In fact, Father George Quadros had written a letter to the Directorate of Agriculture on September 15, 2020 seeking help on subsidy for the Kubota machines but there was no encouraging response from the Directorate. All these three Goencho Xetkar members discussed among themselves. “It is not going to happen so let us use our savings to contribute for buying the machine and we did exactly that,” said the team members. 

The Goencho Xetkar team, which now owns a Kubota machine is renting it out to the interested people at Rs 1.5 per square metre. “We accept bookings a month in advance over phone calls. For now, the machine is booked till mid of July and the estimated area our machine will be covering is about 3,20,000 square metres,” informed Neville Luis.

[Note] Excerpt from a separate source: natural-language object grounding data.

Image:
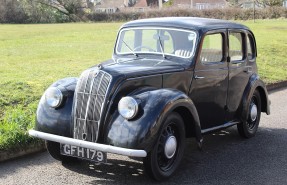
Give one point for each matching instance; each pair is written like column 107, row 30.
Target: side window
column 250, row 47
column 167, row 42
column 235, row 46
column 212, row 48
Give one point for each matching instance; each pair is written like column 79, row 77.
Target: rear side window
column 212, row 48
column 235, row 46
column 250, row 48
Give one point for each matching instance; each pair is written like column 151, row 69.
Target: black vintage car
column 168, row 79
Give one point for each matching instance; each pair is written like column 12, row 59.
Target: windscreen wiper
column 160, row 44
column 130, row 49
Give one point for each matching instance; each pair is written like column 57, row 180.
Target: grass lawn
column 34, row 56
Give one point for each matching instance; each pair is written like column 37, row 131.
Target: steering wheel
column 145, row 47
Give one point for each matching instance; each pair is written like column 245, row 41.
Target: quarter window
column 235, row 46
column 212, row 49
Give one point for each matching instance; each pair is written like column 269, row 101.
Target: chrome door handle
column 199, row 77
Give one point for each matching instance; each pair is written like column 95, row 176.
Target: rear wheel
column 54, row 150
column 249, row 128
column 165, row 157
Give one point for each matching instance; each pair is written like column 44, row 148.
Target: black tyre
column 165, row 157
column 54, row 150
column 249, row 128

When Herald approached Father George Quadros, who is popularly known as ‘PaddyMan of Goa’, said that “Mechanisation of paddy cultivation is the need of the hour. It has become a people’s movement and Directorate of Agriculture must take advantage of the situation and be proactive. The directorate should move from a programme to a process approach in the field of paddy cultivation. Team of Don Bosco Society is making sure we have rice on our plate during these COVID times, taking all risks and moving out to help our farming community.”

Kenneth Lopes, one of three-member Goencho Xetkar team and an aircraft maintenance engineer, told Herald that, “Father George Quadros is our Guru. We are just following his footsteps and replicate his technique. We all were in an on-job training with Father for one full year. We, all three of us, have invested all our savings into this. We got no financial support from anyone. We launched ourselves on June 16 this year. We will be harvesting the paddy in another 3-4 months and I am confident that the produce will be much larger than the manual one.”

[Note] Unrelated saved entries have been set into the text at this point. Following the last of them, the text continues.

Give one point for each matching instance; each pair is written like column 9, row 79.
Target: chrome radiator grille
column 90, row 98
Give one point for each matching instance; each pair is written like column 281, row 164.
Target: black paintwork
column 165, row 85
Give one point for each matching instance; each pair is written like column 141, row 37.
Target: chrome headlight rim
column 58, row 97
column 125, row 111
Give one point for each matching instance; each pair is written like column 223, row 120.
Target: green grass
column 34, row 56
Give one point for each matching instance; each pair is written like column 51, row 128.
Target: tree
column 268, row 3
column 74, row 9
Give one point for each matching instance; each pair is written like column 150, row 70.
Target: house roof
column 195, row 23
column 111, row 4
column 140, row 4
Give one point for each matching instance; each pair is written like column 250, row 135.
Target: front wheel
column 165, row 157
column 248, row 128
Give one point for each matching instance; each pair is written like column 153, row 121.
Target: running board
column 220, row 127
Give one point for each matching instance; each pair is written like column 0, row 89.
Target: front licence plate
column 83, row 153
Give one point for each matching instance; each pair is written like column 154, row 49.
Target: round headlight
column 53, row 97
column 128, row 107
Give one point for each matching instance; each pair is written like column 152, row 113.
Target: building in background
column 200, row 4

Stanley Fernandes a geologist and a former corporate honcho who left his cushy job just to walk into the muddy field as a farmer told Herald that, “the corporate world was too pushy and was constantly shifting me in different places. I resigned the corporate job. But when we landed in the paddy field we realised that the moon was being promised by the government for the farmers but on the ground it was very difficult to find any support. Getting manpower, seeds, funds etc was like a huge hurdle. We spent a lot to develop the field. Then the mechanical farming came as a saviour. It saved us money, time, manpower and efforts, all in one basket.”  

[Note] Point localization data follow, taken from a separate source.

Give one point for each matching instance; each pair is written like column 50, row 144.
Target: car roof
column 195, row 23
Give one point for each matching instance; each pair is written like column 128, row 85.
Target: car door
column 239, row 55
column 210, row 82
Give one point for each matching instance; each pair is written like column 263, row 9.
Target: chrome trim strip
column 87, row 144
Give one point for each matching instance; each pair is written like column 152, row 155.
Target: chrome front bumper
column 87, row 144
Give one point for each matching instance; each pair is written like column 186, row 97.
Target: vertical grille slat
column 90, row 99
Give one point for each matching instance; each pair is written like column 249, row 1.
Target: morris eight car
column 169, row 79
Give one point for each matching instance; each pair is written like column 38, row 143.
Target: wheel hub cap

He further added that now we are prepared to help anyone who approaches us and we can help them from the scratch. “When we tried doing manually in our leased land in Aldona, we spent about Rs 28-29000 and had we done that mechanically we would have not only saved time but also invested money by at least 50 per cent. With mechanised farming the yield grows 15 per cent more than that of manual.”

Joaquina Rodrigues, a farmer from Agassaim in Goa who took the help of the Kubota machine offered by team Goencho Xetkar, told Herald that, “This was so simple and the sowing of the paddy is done in virtually no time. About 1000 square metres of area was sowed in 30 minutes which is not possible at all when we do it manually. We used to spend Rs 4500-5000 for this same job over labour and that too was not reliable. With this machine, the total cost came to Rs 1500. I am sure many farmers who are not going to the fields because of cost and labour, will come back and the agriculture in Goa will grow multi-fold.”